Virtual interviews are on the rise–60% of HR professionals now use or have used video interviews in the hiring process. Not surprisingly, the market for smart tools that help companies better facilitate and process these virtual interviews is also expanding–including Hiring Intelligence Platforms.
Powered by cutting-edge Machine Learning and Deep Learning research, Hiring Intelligence Platforms do much more than host virtual interviews. The top platforms provide powerful tools that help companies transcribe interviews, create soundbites, support team collaboration, and boost interview equity.
One application set of this Machine Learning and Deep Learning research is Automatic Speech Recognition (ASR), Natural Language Processing (NLP), and Natural Language Understanding (NLU).
This article looks at how top ASR, NLP, and NLU tools and AI models can be integrated into Hiring Intelligence Platforms to help users:
- Automate asynchronous and real-time transcription for interview audio and video, supporting faster and easier candidate review.
- Generate highlights and key analysis, helping hiring managers spend less time on post-interview manual tasks and helping eliminate unconscious hiring biases.
- Surface insights that can be easily searched, tagged, and categorized, supporting seamless team collaboration.
First, we’ll explore what Hiring Intelligence Platforms do before examining the top three ways that ASR, NLP, and NLU applications can support the best Hiring Intelligence Platforms today.
What are Hiring Intelligence Platforms?
Hiring Intelligence Platforms, also referred to as Talent Intelligence Platforms, help companies screen, interview, and hire smarter for every posted job. At their core, these platforms help companies attract and hire more qualified candidates much faster and more efficiently than traditional hiring methods.
Tools offered by the platforms can assess a candidate’s soft skills, analyze tone, gauge emotions, examine proficiency, and more, all with the help of AI and Machine Learning.
And Hiring Intelligence Platforms boast impressive results. One platform’s–Screenloop’s–users realized an average 20% reduced time to hire, 60% less candidate drop off, 50% less rejected offers, and 90% less time spent on manual tasks during the hiring process.
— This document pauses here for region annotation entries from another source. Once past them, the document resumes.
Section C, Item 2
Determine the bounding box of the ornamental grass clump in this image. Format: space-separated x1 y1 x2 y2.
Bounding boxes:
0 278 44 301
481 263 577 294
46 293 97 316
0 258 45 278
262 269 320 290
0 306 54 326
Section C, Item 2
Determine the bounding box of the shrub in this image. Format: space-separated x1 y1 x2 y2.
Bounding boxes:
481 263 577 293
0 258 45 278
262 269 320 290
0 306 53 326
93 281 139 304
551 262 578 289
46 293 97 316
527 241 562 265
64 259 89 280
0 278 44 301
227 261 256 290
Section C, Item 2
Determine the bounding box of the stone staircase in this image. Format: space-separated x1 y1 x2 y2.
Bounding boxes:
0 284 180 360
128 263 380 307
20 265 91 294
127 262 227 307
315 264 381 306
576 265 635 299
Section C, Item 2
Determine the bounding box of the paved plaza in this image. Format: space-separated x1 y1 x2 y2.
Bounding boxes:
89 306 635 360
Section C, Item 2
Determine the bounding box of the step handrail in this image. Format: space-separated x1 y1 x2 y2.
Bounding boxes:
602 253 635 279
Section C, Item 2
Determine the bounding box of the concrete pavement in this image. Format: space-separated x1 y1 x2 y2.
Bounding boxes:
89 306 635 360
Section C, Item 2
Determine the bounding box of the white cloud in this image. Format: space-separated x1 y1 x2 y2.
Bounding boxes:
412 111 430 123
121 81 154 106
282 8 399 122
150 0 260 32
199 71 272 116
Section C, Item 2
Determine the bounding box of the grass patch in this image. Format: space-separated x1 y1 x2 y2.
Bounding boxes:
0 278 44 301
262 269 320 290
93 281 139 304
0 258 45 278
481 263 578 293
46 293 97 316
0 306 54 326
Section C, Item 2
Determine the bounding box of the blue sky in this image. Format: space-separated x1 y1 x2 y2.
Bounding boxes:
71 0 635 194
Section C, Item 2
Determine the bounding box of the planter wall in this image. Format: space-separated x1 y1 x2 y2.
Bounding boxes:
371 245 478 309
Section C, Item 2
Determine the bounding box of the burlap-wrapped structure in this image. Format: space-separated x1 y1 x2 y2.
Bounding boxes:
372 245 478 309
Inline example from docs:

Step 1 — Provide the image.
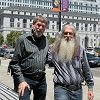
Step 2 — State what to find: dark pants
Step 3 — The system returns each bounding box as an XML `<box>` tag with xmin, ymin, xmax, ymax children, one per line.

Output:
<box><xmin>54</xmin><ymin>85</ymin><xmax>82</xmax><ymax>100</ymax></box>
<box><xmin>14</xmin><ymin>77</ymin><xmax>47</xmax><ymax>100</ymax></box>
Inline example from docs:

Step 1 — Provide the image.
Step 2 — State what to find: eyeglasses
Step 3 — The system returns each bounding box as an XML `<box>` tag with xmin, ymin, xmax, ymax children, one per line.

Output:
<box><xmin>64</xmin><ymin>32</ymin><xmax>74</xmax><ymax>35</ymax></box>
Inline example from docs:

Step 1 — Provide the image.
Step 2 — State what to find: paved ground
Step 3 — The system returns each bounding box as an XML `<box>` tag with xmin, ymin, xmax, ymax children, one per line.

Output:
<box><xmin>0</xmin><ymin>59</ymin><xmax>100</xmax><ymax>100</ymax></box>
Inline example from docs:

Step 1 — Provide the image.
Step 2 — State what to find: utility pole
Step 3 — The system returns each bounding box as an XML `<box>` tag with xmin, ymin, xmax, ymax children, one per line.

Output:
<box><xmin>59</xmin><ymin>0</ymin><xmax>62</xmax><ymax>32</ymax></box>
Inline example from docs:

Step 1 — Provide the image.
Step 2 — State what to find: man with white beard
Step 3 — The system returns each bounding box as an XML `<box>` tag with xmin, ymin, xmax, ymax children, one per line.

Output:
<box><xmin>48</xmin><ymin>24</ymin><xmax>94</xmax><ymax>100</ymax></box>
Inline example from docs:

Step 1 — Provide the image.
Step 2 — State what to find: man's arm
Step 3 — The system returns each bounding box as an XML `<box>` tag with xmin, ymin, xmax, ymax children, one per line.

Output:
<box><xmin>82</xmin><ymin>51</ymin><xmax>94</xmax><ymax>100</ymax></box>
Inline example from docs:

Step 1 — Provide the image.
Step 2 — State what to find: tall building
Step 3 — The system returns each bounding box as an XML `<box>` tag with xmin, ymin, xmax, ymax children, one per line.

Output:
<box><xmin>0</xmin><ymin>0</ymin><xmax>100</xmax><ymax>14</ymax></box>
<box><xmin>0</xmin><ymin>0</ymin><xmax>100</xmax><ymax>48</ymax></box>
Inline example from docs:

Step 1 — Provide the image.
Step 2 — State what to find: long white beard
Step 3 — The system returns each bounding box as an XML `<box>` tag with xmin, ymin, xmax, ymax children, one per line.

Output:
<box><xmin>58</xmin><ymin>39</ymin><xmax>75</xmax><ymax>62</ymax></box>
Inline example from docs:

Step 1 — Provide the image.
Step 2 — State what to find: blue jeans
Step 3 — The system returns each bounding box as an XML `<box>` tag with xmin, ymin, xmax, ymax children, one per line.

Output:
<box><xmin>54</xmin><ymin>85</ymin><xmax>83</xmax><ymax>100</ymax></box>
<box><xmin>15</xmin><ymin>78</ymin><xmax>47</xmax><ymax>100</ymax></box>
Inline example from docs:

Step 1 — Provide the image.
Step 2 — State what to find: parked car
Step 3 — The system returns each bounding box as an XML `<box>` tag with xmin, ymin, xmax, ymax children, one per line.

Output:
<box><xmin>87</xmin><ymin>53</ymin><xmax>100</xmax><ymax>67</ymax></box>
<box><xmin>4</xmin><ymin>49</ymin><xmax>14</xmax><ymax>59</ymax></box>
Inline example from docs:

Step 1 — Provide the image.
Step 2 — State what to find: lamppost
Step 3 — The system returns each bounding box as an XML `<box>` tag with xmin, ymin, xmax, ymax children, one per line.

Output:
<box><xmin>59</xmin><ymin>0</ymin><xmax>62</xmax><ymax>32</ymax></box>
<box><xmin>85</xmin><ymin>34</ymin><xmax>89</xmax><ymax>49</ymax></box>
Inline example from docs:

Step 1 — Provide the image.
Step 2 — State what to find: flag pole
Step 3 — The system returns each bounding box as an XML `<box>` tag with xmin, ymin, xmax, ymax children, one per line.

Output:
<box><xmin>59</xmin><ymin>0</ymin><xmax>62</xmax><ymax>32</ymax></box>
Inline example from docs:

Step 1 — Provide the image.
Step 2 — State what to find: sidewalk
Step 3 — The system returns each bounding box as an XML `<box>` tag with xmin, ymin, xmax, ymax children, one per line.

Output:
<box><xmin>0</xmin><ymin>60</ymin><xmax>100</xmax><ymax>100</ymax></box>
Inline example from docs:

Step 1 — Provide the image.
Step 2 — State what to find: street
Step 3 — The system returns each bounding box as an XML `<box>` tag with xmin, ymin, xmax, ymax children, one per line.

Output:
<box><xmin>0</xmin><ymin>59</ymin><xmax>100</xmax><ymax>100</ymax></box>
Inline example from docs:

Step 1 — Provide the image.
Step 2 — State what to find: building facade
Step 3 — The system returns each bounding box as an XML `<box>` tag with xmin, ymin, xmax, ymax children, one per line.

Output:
<box><xmin>0</xmin><ymin>0</ymin><xmax>100</xmax><ymax>48</ymax></box>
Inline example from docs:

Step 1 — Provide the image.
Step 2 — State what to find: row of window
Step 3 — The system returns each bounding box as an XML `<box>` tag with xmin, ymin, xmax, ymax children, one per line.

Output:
<box><xmin>10</xmin><ymin>18</ymin><xmax>96</xmax><ymax>31</ymax></box>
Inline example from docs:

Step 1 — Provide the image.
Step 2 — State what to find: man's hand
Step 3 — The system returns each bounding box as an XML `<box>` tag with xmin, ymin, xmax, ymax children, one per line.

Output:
<box><xmin>18</xmin><ymin>81</ymin><xmax>30</xmax><ymax>96</ymax></box>
<box><xmin>88</xmin><ymin>91</ymin><xmax>94</xmax><ymax>100</ymax></box>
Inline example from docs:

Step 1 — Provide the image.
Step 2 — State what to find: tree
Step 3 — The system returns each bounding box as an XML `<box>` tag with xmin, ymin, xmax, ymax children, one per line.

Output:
<box><xmin>6</xmin><ymin>31</ymin><xmax>21</xmax><ymax>47</ymax></box>
<box><xmin>0</xmin><ymin>33</ymin><xmax>4</xmax><ymax>45</ymax></box>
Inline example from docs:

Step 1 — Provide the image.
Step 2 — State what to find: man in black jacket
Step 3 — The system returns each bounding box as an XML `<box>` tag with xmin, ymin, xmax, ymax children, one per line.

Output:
<box><xmin>9</xmin><ymin>16</ymin><xmax>48</xmax><ymax>100</ymax></box>
<box><xmin>48</xmin><ymin>24</ymin><xmax>94</xmax><ymax>100</ymax></box>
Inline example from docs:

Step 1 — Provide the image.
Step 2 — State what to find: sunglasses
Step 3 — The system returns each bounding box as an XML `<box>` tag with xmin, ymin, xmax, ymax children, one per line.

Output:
<box><xmin>64</xmin><ymin>32</ymin><xmax>74</xmax><ymax>35</ymax></box>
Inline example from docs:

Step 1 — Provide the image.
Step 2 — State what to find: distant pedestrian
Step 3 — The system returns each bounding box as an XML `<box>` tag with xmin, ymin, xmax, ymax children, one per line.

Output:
<box><xmin>48</xmin><ymin>24</ymin><xmax>94</xmax><ymax>100</ymax></box>
<box><xmin>10</xmin><ymin>15</ymin><xmax>49</xmax><ymax>100</ymax></box>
In addition, Hiring Intelligence Platforms help companies reduce or eliminate bias in the hiring process by using “ethical AI”. According to Modern Hire, AI can be used to automate interview scoring, increase transparency, and ensure a fair interview process for each candidate.
To accomplish the above, many Hiring Intelligence Platforms are investing in ASR and NLP/NLU technology to optimize their offerings.
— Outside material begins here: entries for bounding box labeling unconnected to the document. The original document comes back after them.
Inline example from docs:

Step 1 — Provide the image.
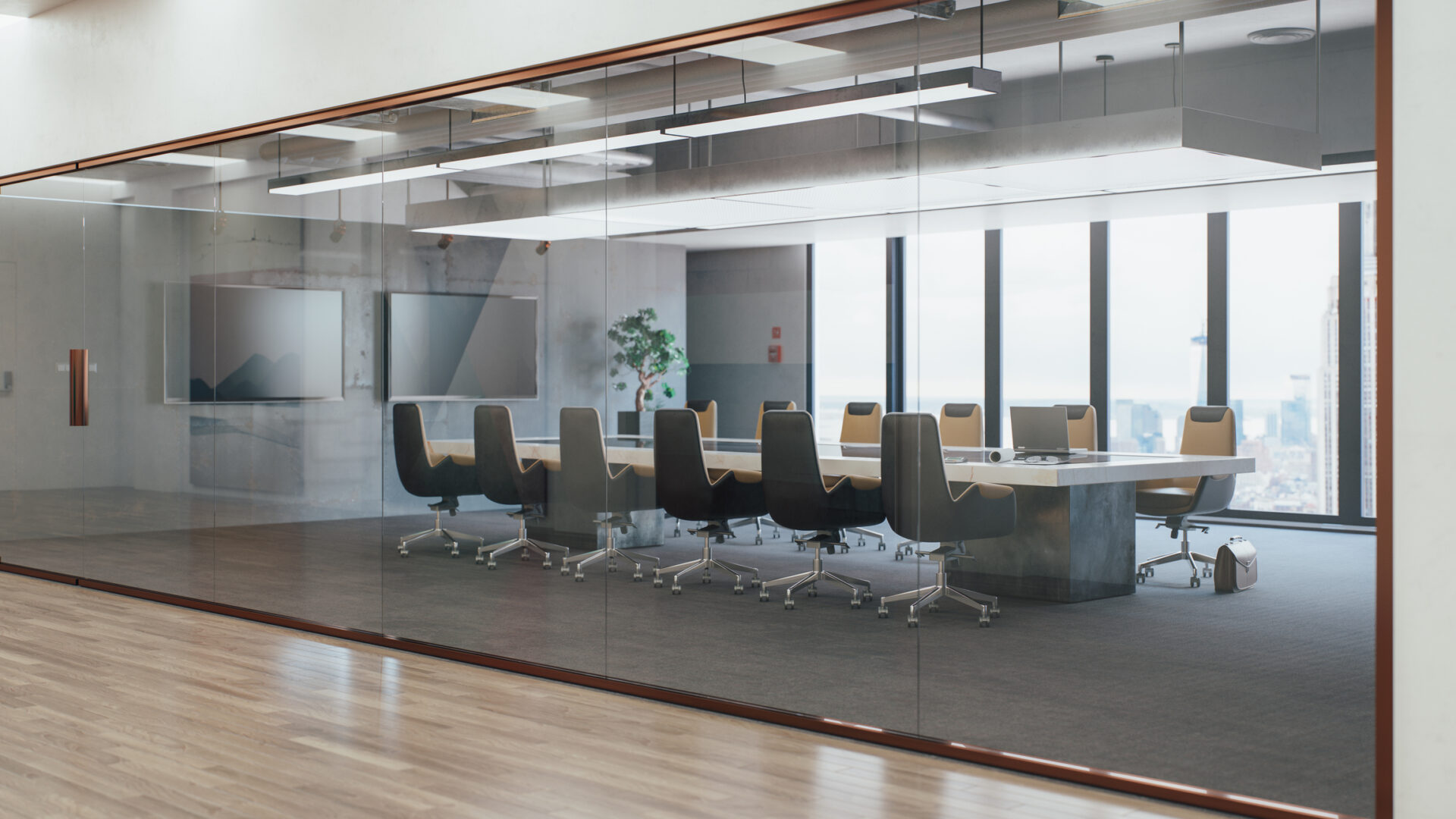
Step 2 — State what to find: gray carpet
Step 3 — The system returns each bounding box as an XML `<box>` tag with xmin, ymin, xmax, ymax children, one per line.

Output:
<box><xmin>0</xmin><ymin>501</ymin><xmax>1374</xmax><ymax>816</ymax></box>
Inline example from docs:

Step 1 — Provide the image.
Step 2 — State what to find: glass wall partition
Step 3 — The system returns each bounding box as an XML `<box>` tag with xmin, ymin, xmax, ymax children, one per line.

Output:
<box><xmin>0</xmin><ymin>2</ymin><xmax>1376</xmax><ymax>814</ymax></box>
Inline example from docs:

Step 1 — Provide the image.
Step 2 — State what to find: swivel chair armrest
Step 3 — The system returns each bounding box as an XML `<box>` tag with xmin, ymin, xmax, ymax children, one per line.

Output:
<box><xmin>1182</xmin><ymin>475</ymin><xmax>1238</xmax><ymax>516</ymax></box>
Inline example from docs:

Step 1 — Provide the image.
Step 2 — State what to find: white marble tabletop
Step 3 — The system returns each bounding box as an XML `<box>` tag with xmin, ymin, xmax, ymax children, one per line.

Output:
<box><xmin>431</xmin><ymin>436</ymin><xmax>1254</xmax><ymax>487</ymax></box>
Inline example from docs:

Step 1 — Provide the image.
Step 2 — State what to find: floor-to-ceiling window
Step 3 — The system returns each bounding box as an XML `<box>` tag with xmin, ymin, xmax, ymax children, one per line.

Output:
<box><xmin>1002</xmin><ymin>221</ymin><xmax>1090</xmax><ymax>444</ymax></box>
<box><xmin>812</xmin><ymin>239</ymin><xmax>886</xmax><ymax>440</ymax></box>
<box><xmin>1106</xmin><ymin>213</ymin><xmax>1209</xmax><ymax>452</ymax></box>
<box><xmin>904</xmin><ymin>231</ymin><xmax>986</xmax><ymax>414</ymax></box>
<box><xmin>1228</xmin><ymin>204</ymin><xmax>1339</xmax><ymax>514</ymax></box>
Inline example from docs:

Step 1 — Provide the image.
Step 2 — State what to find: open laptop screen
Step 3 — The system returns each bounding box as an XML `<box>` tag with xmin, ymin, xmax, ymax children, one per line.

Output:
<box><xmin>1010</xmin><ymin>406</ymin><xmax>1072</xmax><ymax>455</ymax></box>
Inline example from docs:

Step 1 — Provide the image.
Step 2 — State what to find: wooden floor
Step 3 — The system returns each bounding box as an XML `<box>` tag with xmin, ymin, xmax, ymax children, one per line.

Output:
<box><xmin>0</xmin><ymin>573</ymin><xmax>1214</xmax><ymax>819</ymax></box>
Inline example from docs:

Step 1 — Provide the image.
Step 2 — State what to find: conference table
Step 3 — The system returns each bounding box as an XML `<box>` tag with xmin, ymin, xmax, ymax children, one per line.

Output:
<box><xmin>432</xmin><ymin>436</ymin><xmax>1254</xmax><ymax>602</ymax></box>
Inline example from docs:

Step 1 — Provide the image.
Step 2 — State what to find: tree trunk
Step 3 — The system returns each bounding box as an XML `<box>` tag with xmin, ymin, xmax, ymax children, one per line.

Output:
<box><xmin>636</xmin><ymin>373</ymin><xmax>652</xmax><ymax>413</ymax></box>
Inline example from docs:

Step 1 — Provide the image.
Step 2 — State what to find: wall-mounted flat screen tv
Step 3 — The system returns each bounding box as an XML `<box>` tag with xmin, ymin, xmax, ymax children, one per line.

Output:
<box><xmin>163</xmin><ymin>283</ymin><xmax>344</xmax><ymax>403</ymax></box>
<box><xmin>389</xmin><ymin>293</ymin><xmax>537</xmax><ymax>400</ymax></box>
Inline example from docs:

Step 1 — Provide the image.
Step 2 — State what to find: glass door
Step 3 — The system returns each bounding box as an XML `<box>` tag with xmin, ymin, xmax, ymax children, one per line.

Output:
<box><xmin>0</xmin><ymin>180</ymin><xmax>84</xmax><ymax>574</ymax></box>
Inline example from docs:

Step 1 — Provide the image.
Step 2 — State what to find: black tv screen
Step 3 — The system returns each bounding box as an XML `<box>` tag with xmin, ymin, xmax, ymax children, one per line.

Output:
<box><xmin>389</xmin><ymin>293</ymin><xmax>537</xmax><ymax>400</ymax></box>
<box><xmin>165</xmin><ymin>283</ymin><xmax>344</xmax><ymax>403</ymax></box>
Speech-to-Text and Audio Intelligence for Hiring Intelligence Platforms
The Automatic Speech Recognition, or ASR, systems available today are more accurate, affordable, and accessible than ever before. This is due to major advances in the Deep Learning and Machine Learning models that power ASR tools.
For example, the best Speech-to-Text APIs transcribe asynchronous and real-time audio and video data–like virtual interviews–at near human-level accuracy.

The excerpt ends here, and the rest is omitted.